A watchdog that runs inside your own process. It reads the same metrics the economy already emits, recognizes a fixed set of known problems, fixes the few that are safe to fix, and writes down everything it saw and did.
Source src/ops/runtime.tssrc/ops/detect.tssrc/ops/supervisor.tsscripts/support/ops-host.ts
The supervisor is an in-process library at the @pwngh/economy-lab/ops entry point. It lives in
the tree at src/ops, but the dependency runs one way: the core never imports it (an eslint
boundary enforces the direction), it observes only through the meter and logger ports the
composition already carries, and it acts only through levers the host hands it.
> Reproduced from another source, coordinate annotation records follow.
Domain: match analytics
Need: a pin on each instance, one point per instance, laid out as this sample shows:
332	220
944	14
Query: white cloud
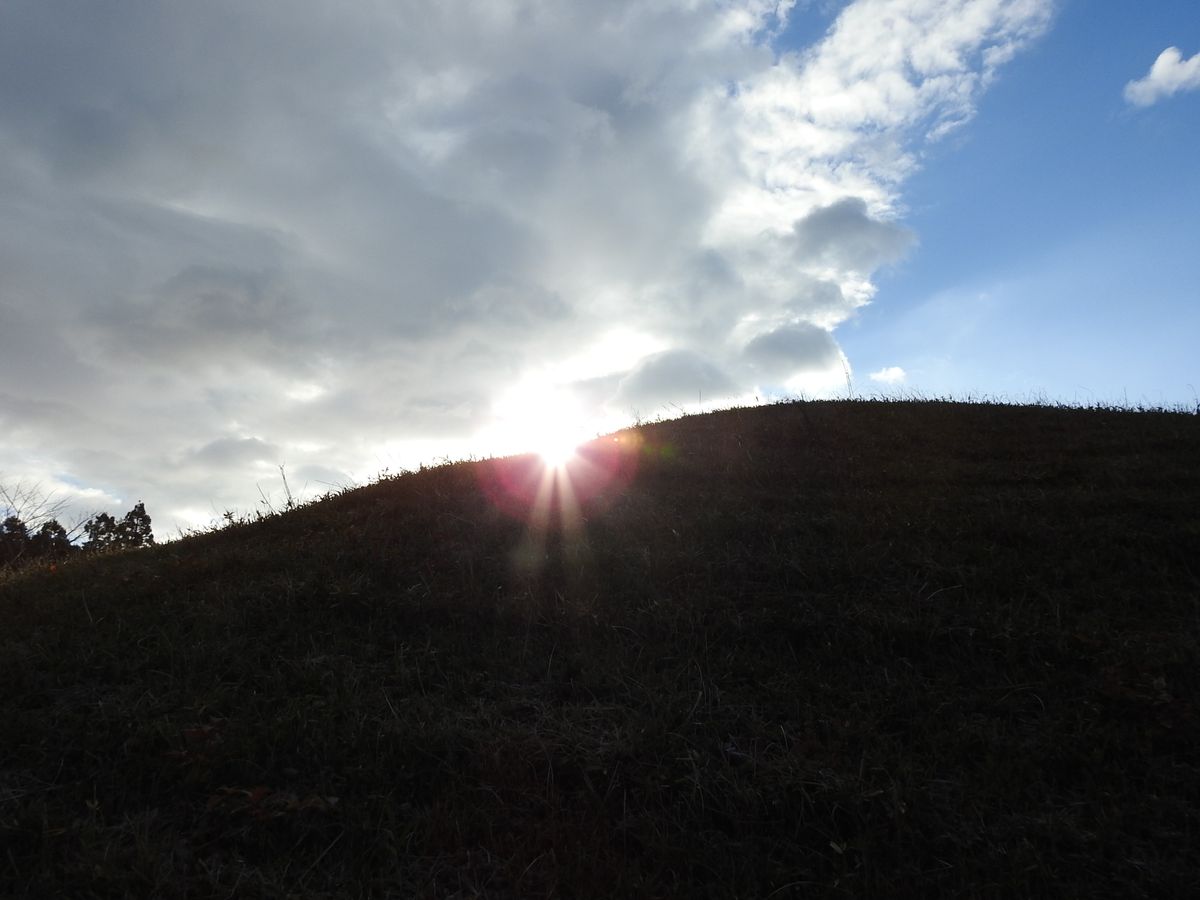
343	231
891	375
1170	75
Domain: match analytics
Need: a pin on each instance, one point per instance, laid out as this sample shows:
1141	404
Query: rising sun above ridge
543	420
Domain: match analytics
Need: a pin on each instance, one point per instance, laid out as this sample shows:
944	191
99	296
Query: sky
347	239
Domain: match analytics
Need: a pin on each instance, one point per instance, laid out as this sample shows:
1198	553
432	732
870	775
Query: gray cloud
791	349
235	453
672	377
844	237
352	228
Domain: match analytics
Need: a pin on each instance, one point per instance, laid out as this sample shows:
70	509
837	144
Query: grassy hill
815	649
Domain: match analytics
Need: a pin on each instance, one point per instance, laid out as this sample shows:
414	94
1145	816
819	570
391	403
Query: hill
814	649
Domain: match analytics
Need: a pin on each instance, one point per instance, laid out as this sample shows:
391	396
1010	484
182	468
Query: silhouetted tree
106	533
136	529
51	541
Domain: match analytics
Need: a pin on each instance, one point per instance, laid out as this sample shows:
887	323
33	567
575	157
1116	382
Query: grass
814	649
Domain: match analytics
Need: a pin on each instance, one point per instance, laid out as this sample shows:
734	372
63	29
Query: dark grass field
809	651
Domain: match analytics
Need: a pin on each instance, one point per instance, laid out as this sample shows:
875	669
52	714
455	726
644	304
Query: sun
543	420
556	450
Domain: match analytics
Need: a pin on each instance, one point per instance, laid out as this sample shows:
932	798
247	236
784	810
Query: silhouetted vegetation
816	649
31	532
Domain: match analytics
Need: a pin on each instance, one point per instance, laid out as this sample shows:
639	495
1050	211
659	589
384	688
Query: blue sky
349	238
1059	232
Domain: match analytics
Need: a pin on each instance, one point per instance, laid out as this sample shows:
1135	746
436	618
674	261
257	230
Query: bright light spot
304	391
892	375
540	419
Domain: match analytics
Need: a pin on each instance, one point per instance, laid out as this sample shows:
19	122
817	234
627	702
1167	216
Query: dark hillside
815	649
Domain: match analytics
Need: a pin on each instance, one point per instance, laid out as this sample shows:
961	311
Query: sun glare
540	420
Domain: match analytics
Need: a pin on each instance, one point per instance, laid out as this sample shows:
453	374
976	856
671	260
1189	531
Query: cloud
1170	75
891	375
353	228
844	238
672	377
792	349
237	451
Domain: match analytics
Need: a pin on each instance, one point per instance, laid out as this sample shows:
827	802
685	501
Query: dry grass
815	649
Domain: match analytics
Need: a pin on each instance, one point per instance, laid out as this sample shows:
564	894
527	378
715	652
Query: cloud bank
239	235
1169	76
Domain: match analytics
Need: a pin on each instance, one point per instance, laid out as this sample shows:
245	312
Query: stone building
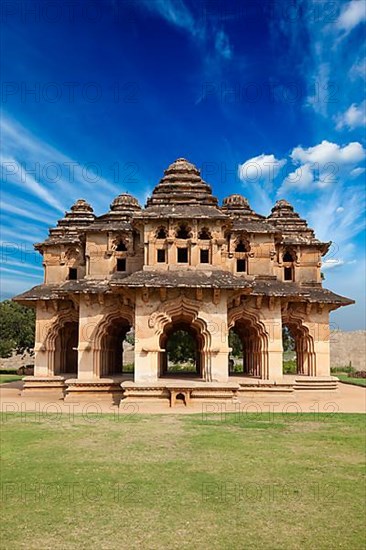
181	263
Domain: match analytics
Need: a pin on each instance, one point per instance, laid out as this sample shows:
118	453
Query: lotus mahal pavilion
181	263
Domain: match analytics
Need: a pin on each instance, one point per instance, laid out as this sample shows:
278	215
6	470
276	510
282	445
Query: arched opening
288	259
298	353
66	349
204	234
121	247
182	355
246	357
183	232
116	349
242	248
161	233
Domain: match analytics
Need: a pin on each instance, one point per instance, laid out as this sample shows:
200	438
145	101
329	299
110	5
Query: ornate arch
304	342
121	313
257	358
64	316
184	309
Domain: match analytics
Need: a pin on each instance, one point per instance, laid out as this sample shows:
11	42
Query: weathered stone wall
348	347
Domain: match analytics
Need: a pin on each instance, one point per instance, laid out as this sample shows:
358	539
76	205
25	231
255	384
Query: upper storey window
288	256
183	232
73	273
288	269
182	255
161	233
204	256
121	246
242	246
204	234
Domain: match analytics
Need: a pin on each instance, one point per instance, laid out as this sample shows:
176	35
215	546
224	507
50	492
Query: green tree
287	339
17	328
181	347
235	344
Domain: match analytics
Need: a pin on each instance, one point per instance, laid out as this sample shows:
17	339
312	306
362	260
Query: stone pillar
321	335
272	367
146	341
215	315
89	317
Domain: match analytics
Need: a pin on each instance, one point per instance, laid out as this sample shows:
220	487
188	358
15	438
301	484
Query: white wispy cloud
358	69
27	210
222	45
322	166
261	168
175	13
57	180
258	175
352	14
353	117
22	273
202	31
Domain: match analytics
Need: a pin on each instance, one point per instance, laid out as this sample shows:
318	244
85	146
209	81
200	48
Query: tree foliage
235	344
181	347
287	339
17	328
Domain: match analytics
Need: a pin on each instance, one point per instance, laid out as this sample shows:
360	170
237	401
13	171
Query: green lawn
4	378
349	380
182	482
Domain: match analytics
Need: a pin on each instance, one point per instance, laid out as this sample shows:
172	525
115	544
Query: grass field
157	482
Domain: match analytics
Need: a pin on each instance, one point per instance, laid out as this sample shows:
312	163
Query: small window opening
121	247
182	255
288	257
204	234
241	266
204	256
161	233
161	256
241	247
288	274
121	264
73	274
182	232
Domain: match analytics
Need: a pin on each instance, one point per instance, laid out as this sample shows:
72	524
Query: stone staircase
329	383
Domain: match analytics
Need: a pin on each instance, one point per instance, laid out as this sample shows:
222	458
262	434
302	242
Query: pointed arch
254	337
107	339
184	312
60	341
304	343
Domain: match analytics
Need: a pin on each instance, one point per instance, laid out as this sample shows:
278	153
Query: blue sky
267	98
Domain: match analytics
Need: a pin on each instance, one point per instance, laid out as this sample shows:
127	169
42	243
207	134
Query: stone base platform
91	390
173	390
325	383
177	390
45	386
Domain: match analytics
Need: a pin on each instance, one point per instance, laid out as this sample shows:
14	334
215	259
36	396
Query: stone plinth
44	386
95	389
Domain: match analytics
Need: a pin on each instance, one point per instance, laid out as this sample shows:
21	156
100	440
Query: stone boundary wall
348	348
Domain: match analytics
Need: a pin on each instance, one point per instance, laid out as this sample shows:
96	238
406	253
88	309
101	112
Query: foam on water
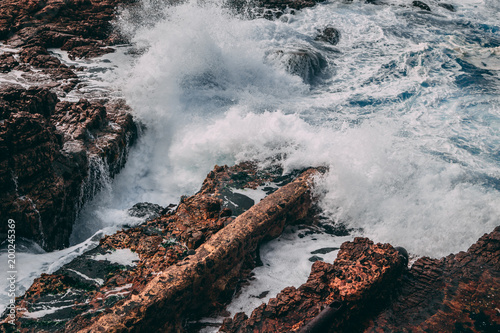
406	115
404	120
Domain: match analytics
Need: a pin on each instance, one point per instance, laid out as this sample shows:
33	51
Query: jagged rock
367	290
56	23
335	298
146	210
458	293
421	5
7	62
48	150
305	63
447	6
329	34
187	262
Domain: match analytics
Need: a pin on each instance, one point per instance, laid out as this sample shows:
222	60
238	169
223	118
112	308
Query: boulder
329	35
335	298
49	151
184	264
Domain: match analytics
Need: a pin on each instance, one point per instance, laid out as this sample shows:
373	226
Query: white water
406	116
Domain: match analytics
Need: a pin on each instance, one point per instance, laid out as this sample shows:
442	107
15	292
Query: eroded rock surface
340	294
458	293
50	150
367	290
183	264
82	27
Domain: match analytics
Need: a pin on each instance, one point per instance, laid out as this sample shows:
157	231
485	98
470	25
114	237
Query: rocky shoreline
55	153
187	262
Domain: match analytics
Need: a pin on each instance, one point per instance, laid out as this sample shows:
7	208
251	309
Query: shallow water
406	116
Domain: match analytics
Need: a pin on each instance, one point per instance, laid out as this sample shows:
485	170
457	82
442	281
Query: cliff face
181	265
50	151
53	152
367	290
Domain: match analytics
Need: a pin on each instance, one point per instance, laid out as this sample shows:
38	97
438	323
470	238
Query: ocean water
404	111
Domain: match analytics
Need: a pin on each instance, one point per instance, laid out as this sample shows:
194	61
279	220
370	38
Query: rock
458	293
145	210
50	151
368	289
55	23
447	6
7	62
169	282
284	4
421	5
335	298
305	63
329	35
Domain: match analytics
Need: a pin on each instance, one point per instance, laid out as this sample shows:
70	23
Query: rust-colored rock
458	293
344	293
48	150
196	284
81	27
189	260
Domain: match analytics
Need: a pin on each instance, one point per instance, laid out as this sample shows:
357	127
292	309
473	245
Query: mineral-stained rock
366	290
292	4
458	293
79	26
7	62
335	298
329	34
48	150
188	261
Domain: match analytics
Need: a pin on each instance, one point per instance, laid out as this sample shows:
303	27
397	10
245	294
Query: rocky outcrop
335	298
49	149
367	289
458	293
183	264
55	154
82	27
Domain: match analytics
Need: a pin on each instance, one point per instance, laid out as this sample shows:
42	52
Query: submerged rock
51	157
335	298
146	210
329	34
367	289
421	5
306	63
155	276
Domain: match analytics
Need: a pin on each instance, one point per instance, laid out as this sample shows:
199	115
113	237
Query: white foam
125	257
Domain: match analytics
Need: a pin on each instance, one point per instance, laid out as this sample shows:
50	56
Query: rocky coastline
55	153
188	261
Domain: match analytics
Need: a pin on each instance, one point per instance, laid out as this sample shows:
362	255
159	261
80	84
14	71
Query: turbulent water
404	111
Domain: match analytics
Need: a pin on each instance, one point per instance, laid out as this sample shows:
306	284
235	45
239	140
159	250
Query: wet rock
55	23
7	62
50	151
368	289
329	35
458	293
421	5
305	63
291	4
146	210
169	282
447	6
335	298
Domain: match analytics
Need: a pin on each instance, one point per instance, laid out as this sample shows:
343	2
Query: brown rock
335	298
45	159
172	281
458	293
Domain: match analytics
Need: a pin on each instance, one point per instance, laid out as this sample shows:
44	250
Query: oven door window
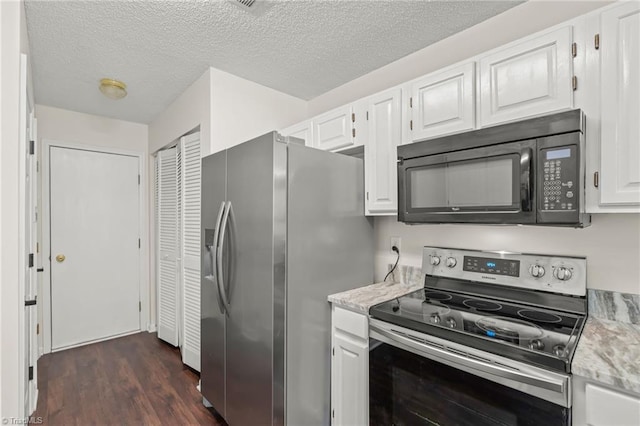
481	184
407	389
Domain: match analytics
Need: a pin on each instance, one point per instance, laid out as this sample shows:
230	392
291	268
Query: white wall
242	110
520	21
13	41
101	132
612	243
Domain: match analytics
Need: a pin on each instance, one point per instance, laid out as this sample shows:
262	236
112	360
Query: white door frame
143	224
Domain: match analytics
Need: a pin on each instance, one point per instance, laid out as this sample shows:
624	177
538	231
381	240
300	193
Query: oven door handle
462	360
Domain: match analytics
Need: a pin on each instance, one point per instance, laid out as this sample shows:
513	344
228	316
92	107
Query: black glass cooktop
545	337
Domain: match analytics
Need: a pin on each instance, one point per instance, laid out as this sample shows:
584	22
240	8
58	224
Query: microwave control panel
560	180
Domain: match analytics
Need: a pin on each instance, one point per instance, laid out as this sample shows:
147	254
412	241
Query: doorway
94	206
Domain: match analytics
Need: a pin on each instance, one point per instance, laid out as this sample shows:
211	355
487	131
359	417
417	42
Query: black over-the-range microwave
529	172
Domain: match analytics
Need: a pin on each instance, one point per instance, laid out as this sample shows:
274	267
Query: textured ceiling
159	48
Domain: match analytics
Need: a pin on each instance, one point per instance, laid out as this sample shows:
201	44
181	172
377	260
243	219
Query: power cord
394	248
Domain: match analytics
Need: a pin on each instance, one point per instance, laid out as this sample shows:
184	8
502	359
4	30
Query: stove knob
558	350
536	271
562	273
536	345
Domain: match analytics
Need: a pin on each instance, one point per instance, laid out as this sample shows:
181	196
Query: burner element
482	305
539	316
436	295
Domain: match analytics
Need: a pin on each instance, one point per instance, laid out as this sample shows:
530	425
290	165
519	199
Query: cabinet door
302	130
443	103
620	97
349	377
528	78
385	134
606	407
334	130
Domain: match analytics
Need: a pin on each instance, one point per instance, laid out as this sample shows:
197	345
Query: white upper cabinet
620	105
384	135
443	103
527	78
302	130
334	130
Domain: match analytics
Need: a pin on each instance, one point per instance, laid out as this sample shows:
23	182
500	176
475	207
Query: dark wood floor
136	379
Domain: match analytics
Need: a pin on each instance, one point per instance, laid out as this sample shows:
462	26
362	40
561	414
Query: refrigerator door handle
213	252
221	284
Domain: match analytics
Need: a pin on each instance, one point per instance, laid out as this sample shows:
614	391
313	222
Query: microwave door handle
526	180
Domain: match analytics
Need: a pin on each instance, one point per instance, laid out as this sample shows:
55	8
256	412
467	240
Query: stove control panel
556	274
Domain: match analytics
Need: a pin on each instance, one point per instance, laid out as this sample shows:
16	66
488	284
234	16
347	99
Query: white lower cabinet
349	368
600	405
380	154
527	78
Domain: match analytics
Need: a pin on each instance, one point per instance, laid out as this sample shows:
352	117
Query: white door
334	129
620	97
190	248
443	103
385	133
527	78
167	220
95	283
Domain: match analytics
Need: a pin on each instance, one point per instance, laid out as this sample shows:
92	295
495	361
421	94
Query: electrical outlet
395	241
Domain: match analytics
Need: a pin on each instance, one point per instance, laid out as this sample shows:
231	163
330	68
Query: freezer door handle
221	284
213	252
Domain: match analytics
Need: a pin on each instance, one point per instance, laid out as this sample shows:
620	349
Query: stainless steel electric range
488	341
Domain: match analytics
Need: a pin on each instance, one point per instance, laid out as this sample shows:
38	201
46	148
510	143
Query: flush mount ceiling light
113	89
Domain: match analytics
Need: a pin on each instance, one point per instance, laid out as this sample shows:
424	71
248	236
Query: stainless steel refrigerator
283	226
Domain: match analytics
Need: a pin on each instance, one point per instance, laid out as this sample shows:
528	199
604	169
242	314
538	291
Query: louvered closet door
168	222
190	248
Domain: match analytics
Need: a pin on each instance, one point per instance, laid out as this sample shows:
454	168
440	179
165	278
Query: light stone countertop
609	352
361	299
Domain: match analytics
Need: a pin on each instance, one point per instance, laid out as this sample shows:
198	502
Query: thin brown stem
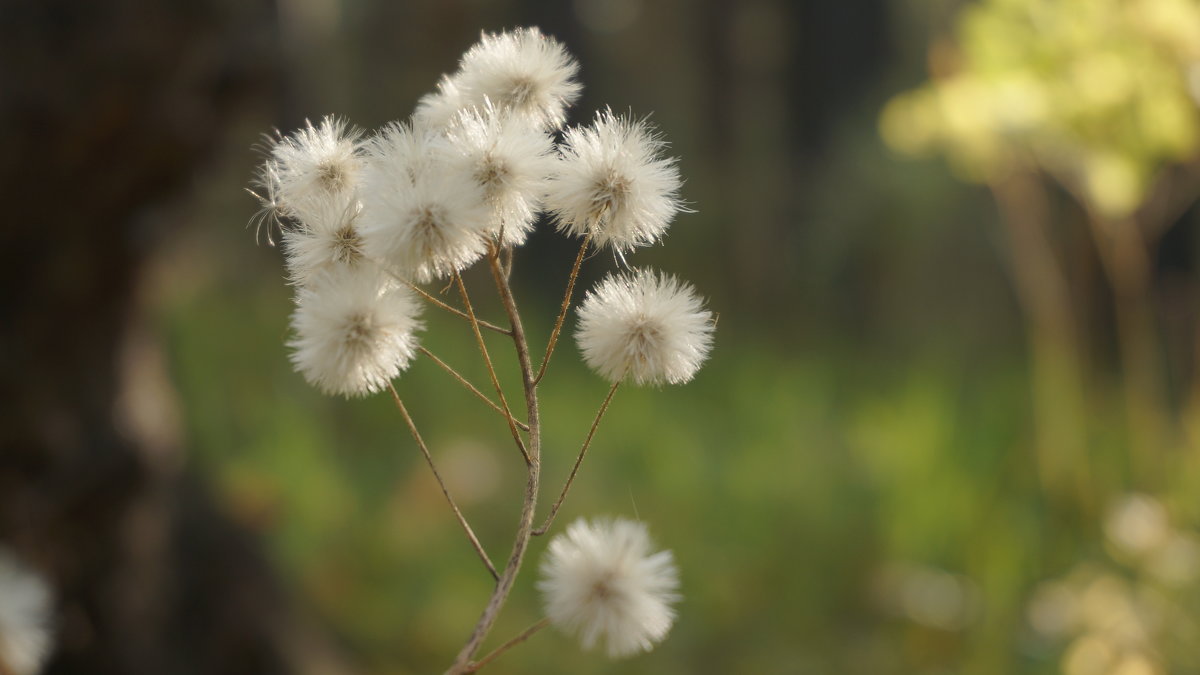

Leaving it out
of the composition is the off switch — the lab cannot tell whether it is being observed.
Signal capture
opsRuntime wraps the host’s meter and logger, forwarding every call unchanged while copying
each into a bounded in-memory ring (default 10,000 signals). Detectors read the buffer through
SignalFeed.since(t). Log entries are buffered as name and level only — field payloads never
outlive the host’s own log pipeline.
const runtime = opsRuntime({ meter, logger, clock });
const caps = await capabilitiesFromEnv(env, ports, {
meter: runtime.meter,
logger: runtime.logger,
});
The signatures
Detection is a fixed set of plain threshold rules — no models, no inference. Twelve signatures, three autonomy tiers in practice: report, escalate, or act. Every signature links its runbook.
| Signature | Response |
|---|---|
| stuck-saga | Act: one guarded worker sweep, verified by re-reading the saga. |
| outbox-backlog | Act: a targeted relay re-drive, verified against the next backlog gauge. |
| inbox-dead-letter | Act: revive the oldest dead rows; the normal drain re-applies them. |
| integrity-mismatch | Escalate and contain: prove once, pause the worker, never fix. |
| engine-stall, treasury-breach, signal-silence, retry-exhaustion | Escalate with the evidence attached. |
| deadlock-storm, velocity-anomaly, webhook-replay-storm, checkpoint-seal-slow | Advise, once per window. |
The guardrails
Every automatic action runs under the same mandatory pattern, recorded phase by phase in the
audit trail: detected → decided → acted → verified, with
escalated when automation gives up.
- Cooldown —
actionCooldownMsbetween actions per subject; a repeat inside it audits assuppressed. - Attempt cap — at
maxActionAttempts, the action converts into a permanent escalation and automation never touches that subject again. - Verification — every action is checked by re-reading what it should have changed: the saga’s state, the next backlog gauge, the revived rows.
- Containment — an integrity episode latches a flag that refuses every lever until the
supervisor restarts, and pauses the worker’s scheduled loop through
pauseWorker. The supervisor never resumes a paused worker; a human does.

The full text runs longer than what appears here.